Aim: Pioglitazone, an agonist of peroxisome proliferator-activated receptor gamma, showed various anti-atherosclerotic effects on type 2 diabetic patients. This retrospective study was done to ascertain which risk factor(s) associate with anti-atherosclerotic effects of pioglitazone.
Methods: We enrolled 160 diabetic patients treated through diet only and 62 treated with pioglitazone and annually evaluated carotid maximum (MaxIMT) and averaged intima-media thickness (AveIMT) for 2 years. We analyzed the relation of 99 single-nucleotide polymorphisms (SNP) as well as conventional risk factors with the progression or regression of carotid atherosclerosis.

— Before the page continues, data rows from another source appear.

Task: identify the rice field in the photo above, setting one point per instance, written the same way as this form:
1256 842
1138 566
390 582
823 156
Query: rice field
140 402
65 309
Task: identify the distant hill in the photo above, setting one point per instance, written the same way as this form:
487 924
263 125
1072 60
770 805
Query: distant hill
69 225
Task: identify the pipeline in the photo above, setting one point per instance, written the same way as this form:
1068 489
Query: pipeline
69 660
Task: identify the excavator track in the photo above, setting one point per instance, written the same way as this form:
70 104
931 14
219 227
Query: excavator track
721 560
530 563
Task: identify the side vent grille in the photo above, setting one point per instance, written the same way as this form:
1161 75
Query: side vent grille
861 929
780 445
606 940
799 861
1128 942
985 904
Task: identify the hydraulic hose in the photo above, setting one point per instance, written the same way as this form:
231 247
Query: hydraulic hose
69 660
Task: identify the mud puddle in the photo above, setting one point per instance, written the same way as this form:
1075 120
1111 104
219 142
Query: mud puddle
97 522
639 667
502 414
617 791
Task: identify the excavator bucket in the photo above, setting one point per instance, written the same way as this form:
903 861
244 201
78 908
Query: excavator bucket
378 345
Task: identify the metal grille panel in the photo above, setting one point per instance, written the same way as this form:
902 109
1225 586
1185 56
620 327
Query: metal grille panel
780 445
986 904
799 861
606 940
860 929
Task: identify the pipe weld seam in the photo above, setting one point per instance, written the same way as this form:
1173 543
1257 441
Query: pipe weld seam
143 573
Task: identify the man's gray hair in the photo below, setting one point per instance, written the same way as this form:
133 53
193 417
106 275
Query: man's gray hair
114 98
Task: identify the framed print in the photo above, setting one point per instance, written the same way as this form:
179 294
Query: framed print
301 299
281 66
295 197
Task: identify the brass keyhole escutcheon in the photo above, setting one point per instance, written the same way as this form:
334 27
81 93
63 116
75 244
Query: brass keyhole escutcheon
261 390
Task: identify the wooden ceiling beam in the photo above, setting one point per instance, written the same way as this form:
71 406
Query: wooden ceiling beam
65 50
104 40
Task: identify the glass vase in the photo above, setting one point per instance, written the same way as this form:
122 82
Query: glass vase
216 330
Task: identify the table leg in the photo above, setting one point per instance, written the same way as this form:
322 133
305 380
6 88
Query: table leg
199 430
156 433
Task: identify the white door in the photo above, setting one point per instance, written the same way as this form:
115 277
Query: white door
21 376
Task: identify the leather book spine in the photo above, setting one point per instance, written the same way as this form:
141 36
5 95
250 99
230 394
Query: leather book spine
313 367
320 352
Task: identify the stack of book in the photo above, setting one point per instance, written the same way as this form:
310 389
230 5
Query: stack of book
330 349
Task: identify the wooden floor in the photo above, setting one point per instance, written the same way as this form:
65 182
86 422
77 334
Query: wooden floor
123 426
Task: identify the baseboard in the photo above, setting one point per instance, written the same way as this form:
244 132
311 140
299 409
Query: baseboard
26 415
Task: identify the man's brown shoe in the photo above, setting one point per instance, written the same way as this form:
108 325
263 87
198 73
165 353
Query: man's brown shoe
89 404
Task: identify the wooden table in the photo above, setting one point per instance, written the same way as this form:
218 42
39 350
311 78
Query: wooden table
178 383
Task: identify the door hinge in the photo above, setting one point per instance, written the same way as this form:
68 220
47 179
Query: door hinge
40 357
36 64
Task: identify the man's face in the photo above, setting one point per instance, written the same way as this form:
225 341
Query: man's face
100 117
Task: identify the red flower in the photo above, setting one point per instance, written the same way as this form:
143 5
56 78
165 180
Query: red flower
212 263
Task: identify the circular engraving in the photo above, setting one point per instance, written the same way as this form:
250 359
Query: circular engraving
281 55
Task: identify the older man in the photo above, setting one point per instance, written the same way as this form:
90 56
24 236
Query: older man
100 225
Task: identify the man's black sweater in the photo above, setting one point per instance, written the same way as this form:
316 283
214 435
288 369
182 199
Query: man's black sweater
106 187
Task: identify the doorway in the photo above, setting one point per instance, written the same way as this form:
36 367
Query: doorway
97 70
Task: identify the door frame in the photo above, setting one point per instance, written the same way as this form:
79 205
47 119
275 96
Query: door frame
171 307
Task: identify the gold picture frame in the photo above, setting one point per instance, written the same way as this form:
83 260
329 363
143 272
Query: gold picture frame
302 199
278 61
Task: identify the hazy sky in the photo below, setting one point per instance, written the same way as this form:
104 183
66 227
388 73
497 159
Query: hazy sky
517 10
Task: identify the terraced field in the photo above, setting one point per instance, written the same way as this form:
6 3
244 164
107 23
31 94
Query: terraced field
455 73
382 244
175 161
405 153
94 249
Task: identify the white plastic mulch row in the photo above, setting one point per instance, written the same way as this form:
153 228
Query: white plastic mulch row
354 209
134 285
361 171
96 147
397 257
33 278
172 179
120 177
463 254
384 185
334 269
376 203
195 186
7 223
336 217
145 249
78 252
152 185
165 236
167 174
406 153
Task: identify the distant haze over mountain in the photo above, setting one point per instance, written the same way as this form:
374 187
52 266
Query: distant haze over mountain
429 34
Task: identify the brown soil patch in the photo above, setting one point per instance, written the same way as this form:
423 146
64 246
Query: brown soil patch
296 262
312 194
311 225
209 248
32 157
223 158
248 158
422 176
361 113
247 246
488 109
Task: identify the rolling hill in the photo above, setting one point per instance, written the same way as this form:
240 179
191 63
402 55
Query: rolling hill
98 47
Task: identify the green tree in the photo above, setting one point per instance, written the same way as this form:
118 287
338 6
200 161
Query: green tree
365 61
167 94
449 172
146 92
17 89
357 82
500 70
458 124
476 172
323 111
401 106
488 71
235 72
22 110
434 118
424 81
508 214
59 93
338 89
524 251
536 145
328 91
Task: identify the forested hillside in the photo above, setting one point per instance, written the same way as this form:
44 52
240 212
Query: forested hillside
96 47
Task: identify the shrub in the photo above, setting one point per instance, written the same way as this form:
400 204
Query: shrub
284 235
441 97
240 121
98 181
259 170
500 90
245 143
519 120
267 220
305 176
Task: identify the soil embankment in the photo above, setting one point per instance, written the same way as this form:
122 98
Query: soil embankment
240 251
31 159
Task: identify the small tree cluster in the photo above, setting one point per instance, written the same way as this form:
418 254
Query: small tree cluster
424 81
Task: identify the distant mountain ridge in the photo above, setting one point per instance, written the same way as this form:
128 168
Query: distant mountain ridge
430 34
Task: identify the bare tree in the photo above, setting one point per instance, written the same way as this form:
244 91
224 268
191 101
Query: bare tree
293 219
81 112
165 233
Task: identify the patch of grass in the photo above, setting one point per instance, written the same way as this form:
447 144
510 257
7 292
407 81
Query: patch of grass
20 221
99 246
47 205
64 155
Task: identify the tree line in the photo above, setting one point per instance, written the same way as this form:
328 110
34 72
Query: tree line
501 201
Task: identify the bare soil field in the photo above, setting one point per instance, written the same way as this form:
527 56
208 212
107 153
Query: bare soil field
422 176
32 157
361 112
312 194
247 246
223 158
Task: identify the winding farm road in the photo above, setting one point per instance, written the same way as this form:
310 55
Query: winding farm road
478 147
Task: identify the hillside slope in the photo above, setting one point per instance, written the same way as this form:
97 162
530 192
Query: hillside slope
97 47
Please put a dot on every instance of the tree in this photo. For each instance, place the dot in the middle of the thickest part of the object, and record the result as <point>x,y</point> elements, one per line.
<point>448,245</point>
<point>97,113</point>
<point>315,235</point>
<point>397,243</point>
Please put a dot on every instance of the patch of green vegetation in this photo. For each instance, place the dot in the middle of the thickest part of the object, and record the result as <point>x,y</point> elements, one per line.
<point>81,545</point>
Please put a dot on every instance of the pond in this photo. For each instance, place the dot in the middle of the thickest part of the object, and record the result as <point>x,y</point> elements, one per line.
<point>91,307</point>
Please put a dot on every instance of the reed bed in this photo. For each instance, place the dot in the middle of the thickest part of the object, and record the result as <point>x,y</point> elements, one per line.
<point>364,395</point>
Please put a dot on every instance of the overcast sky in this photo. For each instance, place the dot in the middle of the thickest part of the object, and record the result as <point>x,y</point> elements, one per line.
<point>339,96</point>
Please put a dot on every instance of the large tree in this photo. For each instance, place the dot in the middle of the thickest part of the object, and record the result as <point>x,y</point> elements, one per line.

Results: The D allele of the angiotensin-converting enzyme (ACE) gene and 677 allele of the methylene-tetrahydrofolate reductase (MTHFR) gene showed a significant association with increases in MaxIMT among the diabetic subjects treated through diet only. The pioglitazone-treated carriers of the D allele showed an attenuation of MaxIMT as compared with the diet-treated carriers. The pioglitazone-treated carriers of the 677T allele carriers showed a significant attenuation of MaxIMT compared with the diet-treated carriers.
Conclusions: Pioglitazone may exert anti-atherosclerotic effects on type 2 diabetics carrying the ACE gene's D allele and/or MTHFR gene's 677T allele, who showed a progression of carotid atherosclerosis without the drug.